Oil dropped after a US Energy Information Administration report showed crude inventories rose 14.4 million barrels for the week ended October 28, a record weekly increase and far exceeding analysts expectations.

The Dow fell as declines in shares of Pfizer and those of Caterpillar, down 2 percent and 1.8 percent respectively, outweighed gains in shares of 3M and those of Home Depot, up 0.8 percent and 0.6 percent respectively.

Bucking the trend, Bunge shares climbed after the agricultural trader said it sees “potential for significant earnings growth in 2017”, bolstered by a bumper US crop.

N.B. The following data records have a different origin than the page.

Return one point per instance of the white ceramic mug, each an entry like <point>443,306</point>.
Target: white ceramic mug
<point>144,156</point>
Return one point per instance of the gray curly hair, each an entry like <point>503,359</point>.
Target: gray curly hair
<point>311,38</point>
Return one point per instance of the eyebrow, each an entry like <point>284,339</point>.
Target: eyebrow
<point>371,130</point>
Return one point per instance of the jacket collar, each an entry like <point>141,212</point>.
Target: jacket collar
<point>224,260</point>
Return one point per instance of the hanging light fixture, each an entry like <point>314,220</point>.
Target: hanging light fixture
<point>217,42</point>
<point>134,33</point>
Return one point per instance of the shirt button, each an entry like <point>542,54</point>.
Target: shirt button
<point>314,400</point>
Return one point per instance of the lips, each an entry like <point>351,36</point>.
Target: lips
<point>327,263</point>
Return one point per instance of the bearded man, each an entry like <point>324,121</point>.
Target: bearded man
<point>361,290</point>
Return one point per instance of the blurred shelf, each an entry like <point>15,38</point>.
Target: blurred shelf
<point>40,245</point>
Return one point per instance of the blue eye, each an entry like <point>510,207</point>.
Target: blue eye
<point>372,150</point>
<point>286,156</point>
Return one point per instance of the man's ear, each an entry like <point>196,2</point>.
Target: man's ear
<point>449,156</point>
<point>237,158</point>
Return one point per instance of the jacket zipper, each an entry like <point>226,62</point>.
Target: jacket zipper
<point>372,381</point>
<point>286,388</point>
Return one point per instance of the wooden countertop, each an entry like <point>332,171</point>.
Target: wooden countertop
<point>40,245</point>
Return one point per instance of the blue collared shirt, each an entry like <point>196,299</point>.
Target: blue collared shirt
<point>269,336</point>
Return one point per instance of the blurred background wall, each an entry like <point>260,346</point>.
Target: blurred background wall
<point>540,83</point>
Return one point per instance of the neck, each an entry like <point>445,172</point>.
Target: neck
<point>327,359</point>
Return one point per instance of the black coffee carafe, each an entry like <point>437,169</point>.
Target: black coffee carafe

"With this year's turnaround in Food & Ingredients, Sugar & Bioenergy and Fertiliser, we see the potential for significant earnings growth in 2017 as Agribusiness returns to historical levels of performance, supported by growing protein demand, record crops in South America, and the fact that Brazilian farmers have only priced small percentages of their next year's soy and corn crops,” Drew Burke, chief financial officer, said in a statement.

Bunge shares traded 8.7 percent higher as of 1.24pm in New York.

In Europe, the Stoxx 600 Index finished the day with a slide of 1.1 percent from the previous close. The UK’s FTSE 100 Index retreated 1 percent, France’s CAC 40 Index slid 1.2 percent, while Germany’s DAX Index dropped 1.5 percent.